L’univers étendu

Vol’jin:Le jugement

par Brian Kindregan

LE JUGEMENT

Le jeune troll était accroupi sous la pluie et regardait fixement l’endroit où le chemin disparaissait dans les sombres broussailles de la jungle devant lui. La lumière du soleil ne pouvait pas traverser ce feuillage, pas plus que la brise. On appelait cette partie de l’île le Foyer originel, et personne ne s’y aventurait à part les chasseurs des ombres et les inconscients.

Vol’jin n’était pas un chasseur des ombres.

Il sentait l’eau ruisseler entre ses orteils. La pluie était violente, et chaque goutte qui frappait son dos le poussait vers le Foyer originel. Parfois, les chasseurs des ombres en revenaient, mais jamais les inconscients. Derrière Vol’jin, un autre troll s’abritait sous une grande feuille de palmier.
Zalazane n’était pas davantage un chasseur des ombres.
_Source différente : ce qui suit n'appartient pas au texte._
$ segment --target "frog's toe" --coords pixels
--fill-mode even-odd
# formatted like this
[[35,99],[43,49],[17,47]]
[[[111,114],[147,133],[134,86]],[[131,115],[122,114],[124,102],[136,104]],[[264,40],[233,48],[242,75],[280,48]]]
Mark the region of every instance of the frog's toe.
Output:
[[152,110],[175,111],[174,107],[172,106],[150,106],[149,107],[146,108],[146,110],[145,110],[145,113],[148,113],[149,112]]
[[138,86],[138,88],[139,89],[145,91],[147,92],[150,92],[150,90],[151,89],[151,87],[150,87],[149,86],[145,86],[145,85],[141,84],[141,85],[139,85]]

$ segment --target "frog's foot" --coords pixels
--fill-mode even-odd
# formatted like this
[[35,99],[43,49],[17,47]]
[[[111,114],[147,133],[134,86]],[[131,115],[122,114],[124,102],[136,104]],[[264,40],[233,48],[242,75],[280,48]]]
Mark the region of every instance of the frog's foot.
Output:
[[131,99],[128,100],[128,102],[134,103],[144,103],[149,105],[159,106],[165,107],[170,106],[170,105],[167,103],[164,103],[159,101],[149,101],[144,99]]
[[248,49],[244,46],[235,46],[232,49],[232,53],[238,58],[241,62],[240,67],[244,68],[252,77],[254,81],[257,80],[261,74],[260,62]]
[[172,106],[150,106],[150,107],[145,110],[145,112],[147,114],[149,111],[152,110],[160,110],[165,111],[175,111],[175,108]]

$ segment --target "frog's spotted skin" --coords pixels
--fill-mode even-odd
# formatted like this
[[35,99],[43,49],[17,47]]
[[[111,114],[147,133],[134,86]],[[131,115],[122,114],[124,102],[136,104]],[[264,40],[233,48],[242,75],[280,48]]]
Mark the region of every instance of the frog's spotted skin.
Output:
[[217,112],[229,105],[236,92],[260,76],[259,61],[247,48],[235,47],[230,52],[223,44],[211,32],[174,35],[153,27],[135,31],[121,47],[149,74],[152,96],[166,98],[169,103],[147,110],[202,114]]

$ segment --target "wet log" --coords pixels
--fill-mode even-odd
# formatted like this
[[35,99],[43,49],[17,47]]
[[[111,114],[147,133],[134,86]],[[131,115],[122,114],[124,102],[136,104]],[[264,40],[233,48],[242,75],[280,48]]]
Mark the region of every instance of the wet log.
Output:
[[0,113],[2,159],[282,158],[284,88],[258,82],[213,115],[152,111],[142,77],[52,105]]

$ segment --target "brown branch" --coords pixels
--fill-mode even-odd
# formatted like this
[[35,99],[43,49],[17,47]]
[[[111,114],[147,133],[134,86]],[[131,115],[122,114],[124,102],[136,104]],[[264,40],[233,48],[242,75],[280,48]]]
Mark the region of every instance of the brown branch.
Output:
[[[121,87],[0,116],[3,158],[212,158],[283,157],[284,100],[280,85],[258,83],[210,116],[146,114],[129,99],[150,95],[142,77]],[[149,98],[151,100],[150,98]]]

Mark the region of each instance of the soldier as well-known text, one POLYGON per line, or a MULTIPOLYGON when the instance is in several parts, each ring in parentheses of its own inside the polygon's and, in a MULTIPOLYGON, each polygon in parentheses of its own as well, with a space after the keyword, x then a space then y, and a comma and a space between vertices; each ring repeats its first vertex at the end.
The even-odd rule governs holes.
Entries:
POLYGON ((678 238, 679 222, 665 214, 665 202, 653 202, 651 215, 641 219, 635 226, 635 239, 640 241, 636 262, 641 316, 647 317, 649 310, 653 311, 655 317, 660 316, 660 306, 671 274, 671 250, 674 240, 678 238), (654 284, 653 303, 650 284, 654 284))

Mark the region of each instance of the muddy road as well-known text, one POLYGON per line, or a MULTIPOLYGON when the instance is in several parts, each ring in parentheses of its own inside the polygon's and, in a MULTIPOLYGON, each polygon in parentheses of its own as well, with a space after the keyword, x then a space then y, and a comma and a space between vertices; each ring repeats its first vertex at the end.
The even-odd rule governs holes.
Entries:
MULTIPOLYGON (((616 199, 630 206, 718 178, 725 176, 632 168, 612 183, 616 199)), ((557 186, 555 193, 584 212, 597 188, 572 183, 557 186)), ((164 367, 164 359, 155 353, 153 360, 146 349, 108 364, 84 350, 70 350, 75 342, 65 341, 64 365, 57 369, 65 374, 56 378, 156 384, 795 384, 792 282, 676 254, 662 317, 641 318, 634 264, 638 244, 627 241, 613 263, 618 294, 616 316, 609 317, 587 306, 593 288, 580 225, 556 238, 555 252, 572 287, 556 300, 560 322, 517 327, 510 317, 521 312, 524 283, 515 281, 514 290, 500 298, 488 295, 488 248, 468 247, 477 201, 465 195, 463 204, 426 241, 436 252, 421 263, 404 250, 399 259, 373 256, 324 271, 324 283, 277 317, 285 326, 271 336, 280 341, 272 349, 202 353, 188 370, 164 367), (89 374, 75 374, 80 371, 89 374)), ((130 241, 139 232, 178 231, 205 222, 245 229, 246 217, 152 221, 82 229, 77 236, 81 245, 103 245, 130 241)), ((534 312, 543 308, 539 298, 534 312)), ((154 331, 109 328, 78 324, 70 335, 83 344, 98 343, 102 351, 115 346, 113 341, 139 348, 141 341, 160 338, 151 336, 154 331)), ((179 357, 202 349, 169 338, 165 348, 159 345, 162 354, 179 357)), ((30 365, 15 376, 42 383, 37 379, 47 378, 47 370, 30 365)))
« On n’est pas prêts, constata Zalazane en mâchant bruyamment un morceau de viande de kommu. Le jugement, c’est pour les trolls plus vieux qui ont déjà accompli de grandes choses. Nous, on est que des jeunes riens du tout. »

« Moi je suis juste jeune, c’est toi le rien du tout. » Vol’jin rit et se leva. « Il faut y aller, Zal. Mon papa, il a regardé dans le feu la nuit dernière pendant des heures, et maintenant il fait comme si sa fin allait arriver. Je crois qu’il a eu une vision. Les choses, elles vont changer, et y faut qu’on soit prêts. »

« Tu crois que les loas, ils vont faire de toi un chasseur des ombres ? »

« Ils vont me juger, ça c’est sûr. Me mettre à l’épreuve. Mais je sais pas ce que ça veut dire. »

Obtenir en haute résolution « On dit que les loas, ils vont prendre nos esprits, ajouta Zalazane, l’air sombre. Ils vont nous leurrer et se jouer de nous et nous donner des visions. »

« Beaucoup d’épreuves, il paraît. Si les loas, ils me jugent digne, je serai un chasseur des ombres, répondit Vol’jin. Et sinon… rien ne pourra nous sauver. »

« Oh, moi je vais beaucoup les impressionner. » Zalazane sourit d’un air entendu. « Mais pour toi, ils vont se moquer. » Il fit tranquillement quelques pas dans la boue pour rejoindre son ami. Ils se fixèrent pendant un instant, avant de sourire de toutes leurs défenses. Pendant toute leur enfance au village des Sombrelances, cela avait toujours été le signe certain que Vol’jin et Zalazane s’apprêtaient à faire quelque chose de particulièrement stupide.

Dans un grand cri, ils se précipitèrent tête baissée vers le Foyer originel, et se frayèrent violemment un chemin à travers les lianes et racines crochues. Cet endroit n’était que promesses de mort, qu’elle soit lente ou rapide, mais ils étaient jeunes, et persuadés qu’ils ne pouvaient pas vraiment mourir.